Voltage Gated Calcium Channels Antibody-Associated Autoimmune Encephalitis (P5.228)

2014 
Background Voltage Gated Calcium Channels (VGCC) of the P/Q subtype have been linked to Lambert Eaton Myasthenic Syndrome and Familial Hemiplegic Migraine, but to date have not been associated with autoimmune encephalitis. Voltage Gated Potassium Channels (VGKC) on the other hand have been associated with encephalitis and some cases of drug resistant epilepsy. This is the first case to demonstrate autoimmune encephalitis and seizures in a patient with VGCC antibodies Case presentation A 39 year old female patient presented with a left homonymous hemianopsia.
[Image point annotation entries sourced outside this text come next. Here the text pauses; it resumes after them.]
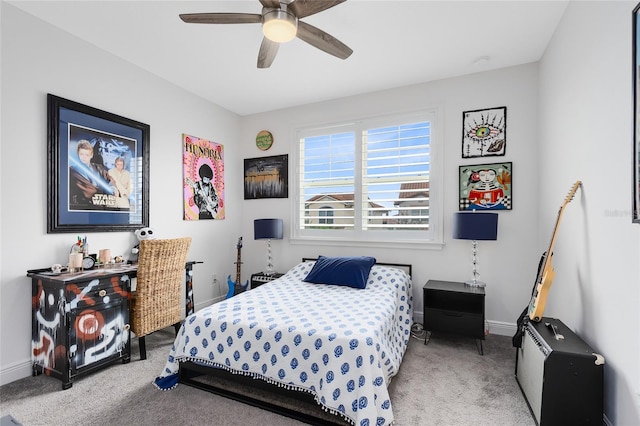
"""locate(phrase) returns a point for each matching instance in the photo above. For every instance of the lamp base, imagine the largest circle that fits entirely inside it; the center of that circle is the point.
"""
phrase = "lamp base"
(474, 283)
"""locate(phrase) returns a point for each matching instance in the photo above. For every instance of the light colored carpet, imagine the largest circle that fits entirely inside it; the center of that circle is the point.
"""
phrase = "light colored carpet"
(443, 383)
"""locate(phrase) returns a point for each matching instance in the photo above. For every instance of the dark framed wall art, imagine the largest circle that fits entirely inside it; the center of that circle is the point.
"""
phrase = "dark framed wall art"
(635, 210)
(484, 132)
(486, 187)
(97, 169)
(266, 177)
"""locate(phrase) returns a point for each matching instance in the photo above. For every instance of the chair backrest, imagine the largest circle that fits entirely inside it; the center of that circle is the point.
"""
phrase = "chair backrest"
(158, 300)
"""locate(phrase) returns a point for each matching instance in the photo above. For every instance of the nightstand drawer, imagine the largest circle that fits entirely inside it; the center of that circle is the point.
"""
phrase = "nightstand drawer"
(260, 278)
(455, 322)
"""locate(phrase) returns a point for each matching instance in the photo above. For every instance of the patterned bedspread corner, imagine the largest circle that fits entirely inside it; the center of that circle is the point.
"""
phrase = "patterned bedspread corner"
(341, 344)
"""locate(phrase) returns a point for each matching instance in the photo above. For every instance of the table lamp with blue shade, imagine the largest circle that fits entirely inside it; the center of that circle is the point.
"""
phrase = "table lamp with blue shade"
(268, 229)
(475, 226)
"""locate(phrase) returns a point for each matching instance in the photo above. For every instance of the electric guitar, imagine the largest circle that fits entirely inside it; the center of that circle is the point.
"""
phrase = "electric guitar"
(237, 287)
(545, 268)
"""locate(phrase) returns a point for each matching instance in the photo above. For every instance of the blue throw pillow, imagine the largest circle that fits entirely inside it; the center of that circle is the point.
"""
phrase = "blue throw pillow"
(348, 271)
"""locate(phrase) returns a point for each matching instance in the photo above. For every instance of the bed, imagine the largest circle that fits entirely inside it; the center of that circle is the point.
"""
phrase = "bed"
(338, 339)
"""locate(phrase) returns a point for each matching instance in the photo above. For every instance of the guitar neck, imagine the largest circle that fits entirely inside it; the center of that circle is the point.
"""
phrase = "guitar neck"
(238, 263)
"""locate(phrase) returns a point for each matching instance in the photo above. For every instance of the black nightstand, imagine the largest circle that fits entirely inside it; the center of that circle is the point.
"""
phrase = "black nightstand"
(454, 307)
(260, 278)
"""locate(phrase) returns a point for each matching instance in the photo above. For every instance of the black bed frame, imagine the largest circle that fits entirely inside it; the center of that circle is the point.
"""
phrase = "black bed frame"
(190, 371)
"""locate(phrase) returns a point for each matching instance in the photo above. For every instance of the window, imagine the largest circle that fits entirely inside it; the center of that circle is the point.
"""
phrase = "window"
(325, 215)
(368, 181)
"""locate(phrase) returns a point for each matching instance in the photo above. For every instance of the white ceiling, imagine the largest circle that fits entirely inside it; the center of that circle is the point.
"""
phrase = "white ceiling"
(395, 43)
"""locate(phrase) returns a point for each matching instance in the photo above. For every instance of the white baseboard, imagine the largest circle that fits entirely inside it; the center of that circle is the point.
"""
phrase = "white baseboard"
(16, 371)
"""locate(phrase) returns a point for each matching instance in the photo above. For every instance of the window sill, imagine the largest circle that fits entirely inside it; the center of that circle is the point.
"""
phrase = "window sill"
(395, 244)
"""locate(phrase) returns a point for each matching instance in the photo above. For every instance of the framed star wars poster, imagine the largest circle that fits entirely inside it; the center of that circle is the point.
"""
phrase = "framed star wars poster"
(203, 186)
(97, 169)
(484, 132)
(486, 187)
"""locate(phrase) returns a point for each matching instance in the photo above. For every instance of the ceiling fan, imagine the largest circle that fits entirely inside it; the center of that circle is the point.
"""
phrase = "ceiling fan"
(281, 22)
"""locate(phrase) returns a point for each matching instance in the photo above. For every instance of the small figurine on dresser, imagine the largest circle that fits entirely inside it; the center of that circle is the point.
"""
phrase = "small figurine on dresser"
(141, 234)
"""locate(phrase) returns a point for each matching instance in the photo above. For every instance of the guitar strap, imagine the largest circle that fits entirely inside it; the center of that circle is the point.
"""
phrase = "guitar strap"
(523, 319)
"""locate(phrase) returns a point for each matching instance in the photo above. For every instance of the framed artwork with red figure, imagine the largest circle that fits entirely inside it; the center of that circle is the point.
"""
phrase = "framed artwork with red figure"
(486, 186)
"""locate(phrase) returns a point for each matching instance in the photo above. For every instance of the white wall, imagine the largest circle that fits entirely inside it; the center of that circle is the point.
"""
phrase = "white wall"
(586, 133)
(38, 59)
(508, 265)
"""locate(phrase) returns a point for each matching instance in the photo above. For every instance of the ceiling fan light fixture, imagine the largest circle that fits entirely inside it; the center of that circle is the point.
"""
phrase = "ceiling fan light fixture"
(279, 25)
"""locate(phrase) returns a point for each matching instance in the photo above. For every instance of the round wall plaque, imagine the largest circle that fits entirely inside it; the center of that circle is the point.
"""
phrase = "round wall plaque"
(264, 140)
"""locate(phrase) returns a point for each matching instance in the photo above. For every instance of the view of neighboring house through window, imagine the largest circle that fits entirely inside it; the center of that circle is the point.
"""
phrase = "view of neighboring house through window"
(366, 179)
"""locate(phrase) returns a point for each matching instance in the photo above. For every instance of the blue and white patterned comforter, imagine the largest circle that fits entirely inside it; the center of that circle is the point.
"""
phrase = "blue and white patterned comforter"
(341, 344)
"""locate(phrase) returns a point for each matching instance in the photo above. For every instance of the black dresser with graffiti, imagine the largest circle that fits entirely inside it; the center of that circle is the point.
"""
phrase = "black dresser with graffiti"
(80, 321)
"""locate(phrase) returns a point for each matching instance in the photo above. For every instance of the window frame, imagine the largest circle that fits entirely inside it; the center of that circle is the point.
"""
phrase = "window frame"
(433, 238)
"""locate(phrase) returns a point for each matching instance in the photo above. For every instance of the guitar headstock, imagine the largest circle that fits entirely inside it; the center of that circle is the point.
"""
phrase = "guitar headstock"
(572, 192)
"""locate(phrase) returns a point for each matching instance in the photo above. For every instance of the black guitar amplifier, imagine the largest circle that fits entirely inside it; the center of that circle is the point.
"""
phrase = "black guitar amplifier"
(560, 376)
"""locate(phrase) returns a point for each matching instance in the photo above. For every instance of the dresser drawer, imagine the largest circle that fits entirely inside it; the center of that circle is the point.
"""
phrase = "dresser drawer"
(96, 292)
(456, 322)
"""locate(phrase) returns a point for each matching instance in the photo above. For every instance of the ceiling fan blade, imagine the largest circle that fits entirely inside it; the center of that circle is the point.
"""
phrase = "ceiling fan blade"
(271, 4)
(221, 18)
(302, 8)
(323, 41)
(267, 53)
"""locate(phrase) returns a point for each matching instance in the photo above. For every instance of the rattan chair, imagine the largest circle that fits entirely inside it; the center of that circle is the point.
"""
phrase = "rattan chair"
(157, 301)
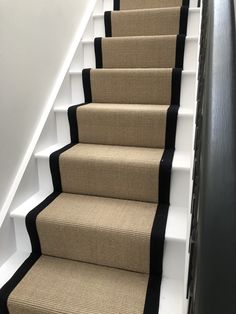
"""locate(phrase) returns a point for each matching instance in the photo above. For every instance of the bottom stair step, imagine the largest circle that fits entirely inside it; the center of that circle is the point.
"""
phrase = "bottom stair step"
(55, 285)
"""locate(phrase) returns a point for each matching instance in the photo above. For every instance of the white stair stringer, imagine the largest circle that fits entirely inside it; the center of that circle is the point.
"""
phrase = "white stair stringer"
(174, 271)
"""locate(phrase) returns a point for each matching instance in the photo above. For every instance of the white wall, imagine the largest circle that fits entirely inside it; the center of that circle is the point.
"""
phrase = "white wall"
(35, 36)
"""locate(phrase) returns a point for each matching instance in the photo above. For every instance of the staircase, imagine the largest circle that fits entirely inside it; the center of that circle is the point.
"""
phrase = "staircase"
(106, 229)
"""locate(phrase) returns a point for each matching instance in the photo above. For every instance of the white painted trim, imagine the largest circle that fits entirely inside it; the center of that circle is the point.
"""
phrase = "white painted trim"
(48, 108)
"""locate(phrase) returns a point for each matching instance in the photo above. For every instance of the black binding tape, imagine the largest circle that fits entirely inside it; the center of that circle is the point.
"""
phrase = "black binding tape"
(107, 18)
(180, 45)
(176, 85)
(98, 52)
(183, 20)
(87, 85)
(185, 3)
(73, 122)
(116, 5)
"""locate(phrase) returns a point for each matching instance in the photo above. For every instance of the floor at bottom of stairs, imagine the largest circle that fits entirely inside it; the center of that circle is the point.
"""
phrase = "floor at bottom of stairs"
(55, 285)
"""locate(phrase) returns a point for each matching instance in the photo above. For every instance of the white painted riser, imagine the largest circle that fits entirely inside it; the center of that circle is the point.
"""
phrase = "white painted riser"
(180, 177)
(97, 27)
(187, 97)
(87, 55)
(184, 132)
(175, 243)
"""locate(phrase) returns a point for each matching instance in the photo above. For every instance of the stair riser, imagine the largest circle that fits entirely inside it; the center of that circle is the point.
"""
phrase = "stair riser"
(174, 252)
(190, 61)
(179, 195)
(97, 28)
(187, 97)
(183, 135)
(107, 5)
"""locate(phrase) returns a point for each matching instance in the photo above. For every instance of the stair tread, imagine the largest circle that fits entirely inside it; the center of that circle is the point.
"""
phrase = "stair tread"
(73, 285)
(98, 230)
(139, 4)
(154, 21)
(151, 86)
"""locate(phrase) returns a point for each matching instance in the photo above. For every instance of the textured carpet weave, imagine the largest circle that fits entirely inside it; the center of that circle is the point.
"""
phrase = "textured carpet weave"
(145, 86)
(164, 21)
(139, 52)
(147, 4)
(98, 239)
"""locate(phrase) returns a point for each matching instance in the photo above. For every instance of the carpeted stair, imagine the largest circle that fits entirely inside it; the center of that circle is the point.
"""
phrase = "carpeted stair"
(98, 239)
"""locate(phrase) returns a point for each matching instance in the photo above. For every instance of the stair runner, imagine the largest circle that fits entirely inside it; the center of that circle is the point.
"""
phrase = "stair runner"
(97, 241)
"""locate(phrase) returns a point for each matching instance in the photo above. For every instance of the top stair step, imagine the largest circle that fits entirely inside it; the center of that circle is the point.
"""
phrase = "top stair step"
(140, 4)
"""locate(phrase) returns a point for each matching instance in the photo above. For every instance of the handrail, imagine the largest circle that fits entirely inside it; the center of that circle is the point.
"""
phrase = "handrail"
(212, 276)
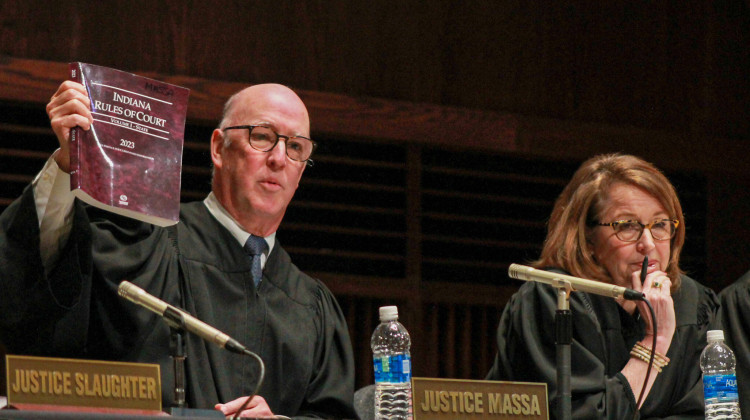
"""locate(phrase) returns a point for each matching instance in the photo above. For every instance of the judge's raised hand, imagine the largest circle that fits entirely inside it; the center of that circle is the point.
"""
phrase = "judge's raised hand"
(258, 408)
(656, 287)
(69, 107)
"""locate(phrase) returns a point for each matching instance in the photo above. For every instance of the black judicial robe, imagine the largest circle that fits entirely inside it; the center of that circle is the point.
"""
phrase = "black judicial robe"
(735, 317)
(603, 335)
(292, 320)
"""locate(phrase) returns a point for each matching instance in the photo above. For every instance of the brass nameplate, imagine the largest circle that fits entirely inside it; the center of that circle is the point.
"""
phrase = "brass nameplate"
(83, 383)
(457, 399)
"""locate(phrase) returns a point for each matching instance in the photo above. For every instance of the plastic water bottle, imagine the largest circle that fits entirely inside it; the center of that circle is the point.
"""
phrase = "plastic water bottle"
(390, 353)
(719, 379)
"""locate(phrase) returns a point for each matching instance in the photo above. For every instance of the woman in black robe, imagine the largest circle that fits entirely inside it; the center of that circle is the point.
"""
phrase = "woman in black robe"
(616, 210)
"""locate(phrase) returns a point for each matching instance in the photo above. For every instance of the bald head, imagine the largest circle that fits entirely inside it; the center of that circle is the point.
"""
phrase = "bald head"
(256, 186)
(266, 96)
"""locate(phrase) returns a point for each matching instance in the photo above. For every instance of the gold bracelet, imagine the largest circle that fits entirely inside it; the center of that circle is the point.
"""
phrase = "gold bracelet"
(644, 353)
(664, 360)
(645, 360)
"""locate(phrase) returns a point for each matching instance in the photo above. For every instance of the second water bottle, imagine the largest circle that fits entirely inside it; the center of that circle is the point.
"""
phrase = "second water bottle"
(392, 361)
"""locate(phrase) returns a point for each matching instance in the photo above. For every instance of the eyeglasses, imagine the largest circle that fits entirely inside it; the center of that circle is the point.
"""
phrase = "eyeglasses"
(264, 139)
(632, 230)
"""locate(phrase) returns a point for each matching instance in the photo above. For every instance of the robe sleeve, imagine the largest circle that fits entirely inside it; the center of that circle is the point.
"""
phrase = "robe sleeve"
(735, 317)
(33, 303)
(331, 388)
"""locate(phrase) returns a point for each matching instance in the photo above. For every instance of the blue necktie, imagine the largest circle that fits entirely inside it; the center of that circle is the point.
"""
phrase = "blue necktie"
(254, 247)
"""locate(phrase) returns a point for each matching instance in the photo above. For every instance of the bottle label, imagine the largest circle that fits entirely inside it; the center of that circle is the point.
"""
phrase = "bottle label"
(720, 388)
(393, 369)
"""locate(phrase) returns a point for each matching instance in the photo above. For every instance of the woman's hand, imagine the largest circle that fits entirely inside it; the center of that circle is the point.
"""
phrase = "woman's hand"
(657, 288)
(68, 108)
(258, 407)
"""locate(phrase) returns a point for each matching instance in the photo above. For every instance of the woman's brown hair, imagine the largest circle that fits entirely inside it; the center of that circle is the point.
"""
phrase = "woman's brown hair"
(579, 205)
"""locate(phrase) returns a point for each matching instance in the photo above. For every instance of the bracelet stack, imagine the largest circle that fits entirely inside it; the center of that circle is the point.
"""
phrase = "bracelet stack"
(644, 353)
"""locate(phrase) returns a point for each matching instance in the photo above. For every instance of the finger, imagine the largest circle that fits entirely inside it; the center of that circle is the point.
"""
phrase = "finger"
(231, 407)
(77, 92)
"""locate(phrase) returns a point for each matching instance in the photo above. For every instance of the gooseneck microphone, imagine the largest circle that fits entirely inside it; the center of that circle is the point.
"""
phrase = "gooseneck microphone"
(523, 272)
(178, 318)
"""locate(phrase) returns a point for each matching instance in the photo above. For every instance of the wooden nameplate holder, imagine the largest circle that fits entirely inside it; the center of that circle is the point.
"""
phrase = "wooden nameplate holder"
(54, 384)
(456, 399)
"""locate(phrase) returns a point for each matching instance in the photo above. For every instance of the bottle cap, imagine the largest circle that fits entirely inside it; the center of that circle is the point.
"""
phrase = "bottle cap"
(715, 335)
(388, 313)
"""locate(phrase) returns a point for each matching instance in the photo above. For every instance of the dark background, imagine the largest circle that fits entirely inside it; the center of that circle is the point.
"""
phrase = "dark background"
(447, 129)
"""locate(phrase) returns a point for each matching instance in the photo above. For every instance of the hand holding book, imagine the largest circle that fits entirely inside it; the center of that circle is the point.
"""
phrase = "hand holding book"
(68, 108)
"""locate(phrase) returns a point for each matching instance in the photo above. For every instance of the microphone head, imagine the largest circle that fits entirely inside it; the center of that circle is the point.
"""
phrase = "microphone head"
(127, 290)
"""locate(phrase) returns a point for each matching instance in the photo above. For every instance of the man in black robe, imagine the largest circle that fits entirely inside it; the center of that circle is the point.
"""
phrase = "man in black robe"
(735, 317)
(62, 262)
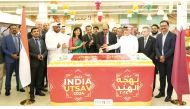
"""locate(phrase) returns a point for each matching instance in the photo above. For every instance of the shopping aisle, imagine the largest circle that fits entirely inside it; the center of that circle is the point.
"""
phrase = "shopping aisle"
(15, 98)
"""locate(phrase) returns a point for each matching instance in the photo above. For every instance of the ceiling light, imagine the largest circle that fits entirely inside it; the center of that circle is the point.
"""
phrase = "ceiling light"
(160, 11)
(149, 17)
(165, 17)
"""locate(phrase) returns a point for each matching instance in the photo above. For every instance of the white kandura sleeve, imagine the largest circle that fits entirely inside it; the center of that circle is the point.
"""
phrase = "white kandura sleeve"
(51, 43)
(115, 46)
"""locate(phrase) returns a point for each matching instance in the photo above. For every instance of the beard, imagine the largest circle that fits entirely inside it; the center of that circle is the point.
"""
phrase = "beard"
(154, 33)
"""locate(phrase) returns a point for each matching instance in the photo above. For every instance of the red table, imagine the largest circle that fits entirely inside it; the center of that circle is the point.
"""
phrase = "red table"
(101, 79)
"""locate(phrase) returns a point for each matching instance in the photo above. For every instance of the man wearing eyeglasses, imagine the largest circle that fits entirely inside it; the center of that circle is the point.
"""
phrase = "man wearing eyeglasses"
(165, 46)
(106, 38)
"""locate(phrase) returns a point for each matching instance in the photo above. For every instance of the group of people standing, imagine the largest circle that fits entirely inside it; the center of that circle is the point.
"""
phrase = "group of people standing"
(46, 43)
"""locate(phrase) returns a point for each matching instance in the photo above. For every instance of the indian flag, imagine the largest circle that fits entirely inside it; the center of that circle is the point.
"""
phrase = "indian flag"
(24, 62)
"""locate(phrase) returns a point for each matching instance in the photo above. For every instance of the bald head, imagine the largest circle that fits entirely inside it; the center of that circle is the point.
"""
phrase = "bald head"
(105, 28)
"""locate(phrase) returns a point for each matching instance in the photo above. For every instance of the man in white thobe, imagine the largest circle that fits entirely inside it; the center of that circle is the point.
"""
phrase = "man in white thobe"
(54, 42)
(128, 43)
(65, 41)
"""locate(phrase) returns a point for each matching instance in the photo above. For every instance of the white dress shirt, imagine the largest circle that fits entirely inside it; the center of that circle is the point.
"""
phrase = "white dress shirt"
(52, 39)
(127, 44)
(163, 41)
(64, 39)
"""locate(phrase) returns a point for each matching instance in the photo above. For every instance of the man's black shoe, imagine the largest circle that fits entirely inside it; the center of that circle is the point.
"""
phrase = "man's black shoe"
(159, 95)
(32, 97)
(21, 90)
(40, 93)
(167, 99)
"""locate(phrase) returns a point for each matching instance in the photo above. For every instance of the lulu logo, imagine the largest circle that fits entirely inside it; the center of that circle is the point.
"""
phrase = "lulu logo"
(127, 85)
(77, 85)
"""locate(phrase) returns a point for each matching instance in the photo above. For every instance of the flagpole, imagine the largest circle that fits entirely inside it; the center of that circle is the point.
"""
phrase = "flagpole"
(27, 101)
(24, 72)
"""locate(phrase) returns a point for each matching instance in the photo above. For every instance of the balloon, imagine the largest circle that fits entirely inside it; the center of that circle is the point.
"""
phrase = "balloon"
(187, 32)
(100, 18)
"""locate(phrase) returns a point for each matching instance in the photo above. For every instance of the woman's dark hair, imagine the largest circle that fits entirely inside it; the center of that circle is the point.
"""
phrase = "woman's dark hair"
(80, 35)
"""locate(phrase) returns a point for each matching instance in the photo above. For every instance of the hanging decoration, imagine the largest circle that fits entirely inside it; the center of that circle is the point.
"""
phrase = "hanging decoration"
(148, 4)
(135, 9)
(66, 9)
(170, 6)
(160, 11)
(72, 15)
(19, 10)
(100, 16)
(129, 13)
(56, 19)
(165, 17)
(54, 6)
(149, 17)
(187, 32)
(98, 3)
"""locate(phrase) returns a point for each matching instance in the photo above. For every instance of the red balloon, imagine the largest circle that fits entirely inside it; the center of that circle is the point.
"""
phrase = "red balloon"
(99, 18)
(187, 32)
(97, 5)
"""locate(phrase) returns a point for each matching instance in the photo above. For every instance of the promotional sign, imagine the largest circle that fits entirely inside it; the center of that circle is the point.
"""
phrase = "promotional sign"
(100, 85)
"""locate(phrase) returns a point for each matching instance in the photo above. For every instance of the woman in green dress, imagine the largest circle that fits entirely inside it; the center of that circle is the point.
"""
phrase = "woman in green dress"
(76, 44)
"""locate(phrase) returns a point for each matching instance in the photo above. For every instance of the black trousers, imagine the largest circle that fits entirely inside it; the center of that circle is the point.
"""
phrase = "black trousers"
(165, 71)
(36, 76)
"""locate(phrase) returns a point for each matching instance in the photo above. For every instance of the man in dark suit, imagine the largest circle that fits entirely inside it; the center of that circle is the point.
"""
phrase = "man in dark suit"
(38, 52)
(165, 46)
(106, 38)
(147, 46)
(11, 49)
(89, 38)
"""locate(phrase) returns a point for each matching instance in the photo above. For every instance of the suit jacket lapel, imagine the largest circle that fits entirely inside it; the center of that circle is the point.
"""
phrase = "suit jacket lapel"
(12, 42)
(148, 42)
(167, 38)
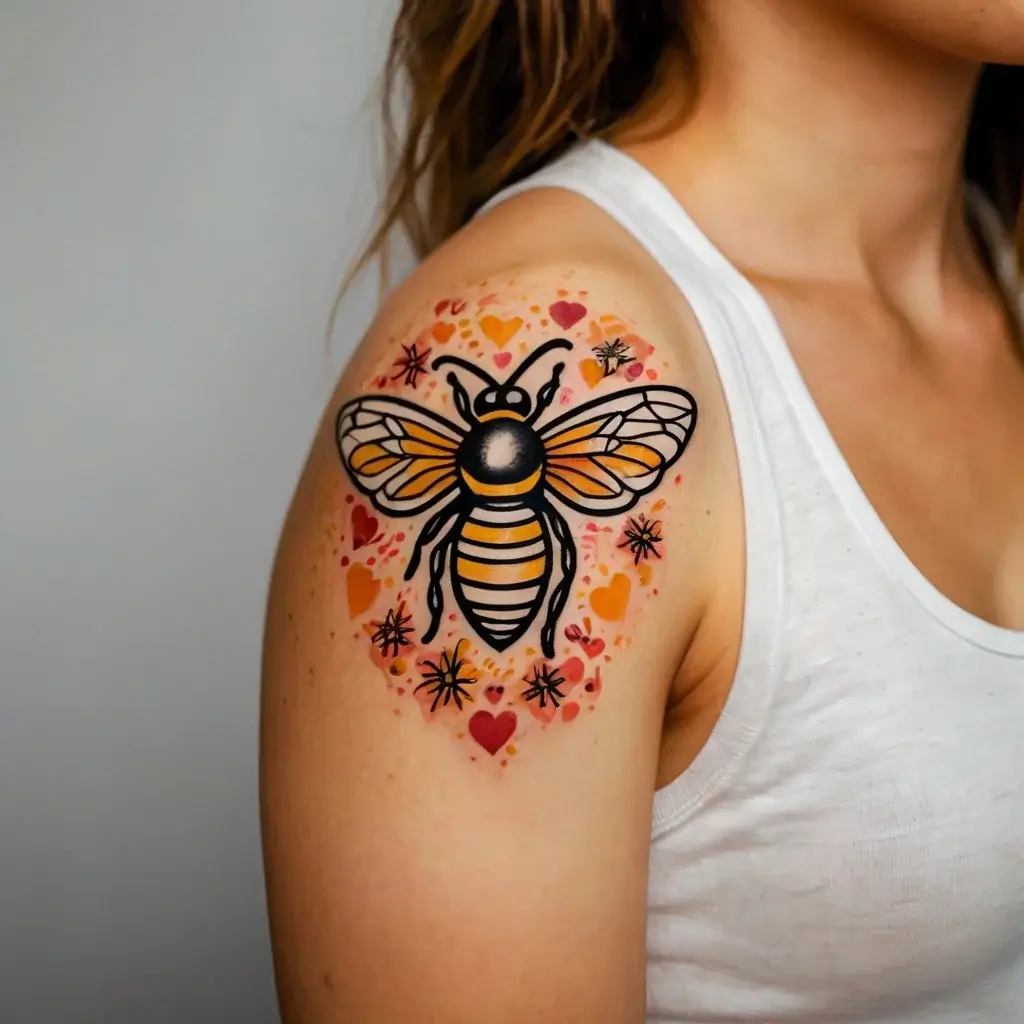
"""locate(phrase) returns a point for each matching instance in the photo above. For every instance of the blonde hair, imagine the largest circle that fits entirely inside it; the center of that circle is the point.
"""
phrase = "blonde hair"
(495, 89)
A brain MRI revealed a right occipital hyperintense lesion seen on DWI thought to represent a cryptogenic stroke. One month later, the patient was re-admitted with right hemiparesis and found to have new GAD enhancing lesions in the left frontal and parietal parasagittal region. During this admission the patient became acutely encephalopathic. Video EEG recorded seizures with a focus originating from the left frontal hemisphere. Infectious studies, including all CSF virus panels were negative. A brain biopsy revealed cortical laminar necrosis with the presence of mononuclear inflammatory cells. An extensive vasculitic, autoimmune and paraneoplastic work-up were completed and was remarkable for highly elevated VGCC P/Q type antibodies. CT chest, abdomen, and pelvis followed by PET scan were unremarkable. A diagnosis of an autoimmune encephalitis was established. After receiving a course of high dose IV steroids and plasmapheresis the patient demonstrated marked improvement in her strength and resolution of seizures. Conclusion This case demonstrates a correlation between a high titer of VGCC antibodies and autoimmune encephalitis. Our patient9s initial improvement with steroids and plasma exchange in the face of a negative CT and PET suggests a primary autoimmune process rather than a paraneoplastic etiology, though we admit that it is premature to rule out remission and we will continue to follow her Disclosure: Dr. Alwaki has nothing to disclose. Dr. Lugo has nothing to disclose. Dr. Goshgarian has nothing to disclose. Dr. Ahmad has nothing to disclose. Dr. Hefzy has nothing to disclose. Dr. Mitsias has nothing to disclose.